Scholars from Asia and Africa exchange knowledge at CPR South Conference in Myanmar
Connecting the next billion”, the theme of the Communication Policy Research (CPR) south’s 2017 conference, drew activists, scholars, and former telecom regulators to Myanmar to exchange insights in August.
Over the last ten years, the CPRsouth program has fostered the emergence of policy leaders with the skills and experience to engage in public interest research to inform policy.
Myanmar was chosen as the setting for the event because, almost immediately after becoming a democracy, the country has seen a swift transition to progressive telecom policies. These policies were based on the experiences of other countries, and now scholars from abroad are interested in learning from Myanmar’s successes and in contributing to evidence-based solutions for the remaining challenges.
The Deputy Minister of Transport and Communication, U Kyaw Myo, inaugurated the event, alongside the founders of the Myanmar ICT for Development Organization (MIDO), MIDO Executive Director Htaike Htaike Aung, and Nay Phone Latt, a member of the Yangon regional legislature.
What was special about CPRsouth 2017, was that it was held in Myanmar, a country that was closed to the world until recently. We saw senior former and serving officials and ministers engaged in policy discussions.
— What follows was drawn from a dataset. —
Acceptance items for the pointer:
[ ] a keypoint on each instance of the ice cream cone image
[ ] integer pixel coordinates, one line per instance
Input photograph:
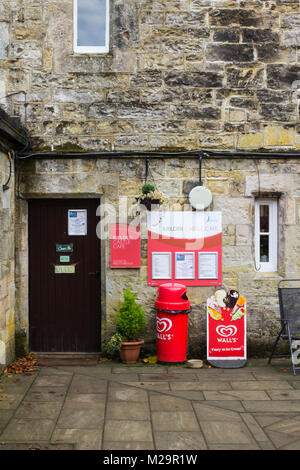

This symbolized the continuity of ICT policies in Myanmar.
- Rohan Samarajiva, chair of the Board of Directors of CPRsouth and the CPRsouth secretariat at LIRNEasia
CPRsouth conferences have been held annually since 2007, and are funded by IDRC. “The CPRsouth program is a flagship IDRC-supported program for building leaders of today and tomorrow in the fields of communications policy, telecommunication research, and information and communications technology for development,” said IDRC Senior Program Officer Phet Sayo.
A wealth of ideas were shared over the course of the conference, including making a case for people-friendly telecom policies; a “freemium” Internet, which would offer free Internet but charge premiums for additional features; and a discussion of how mobile apps can drive Internet use.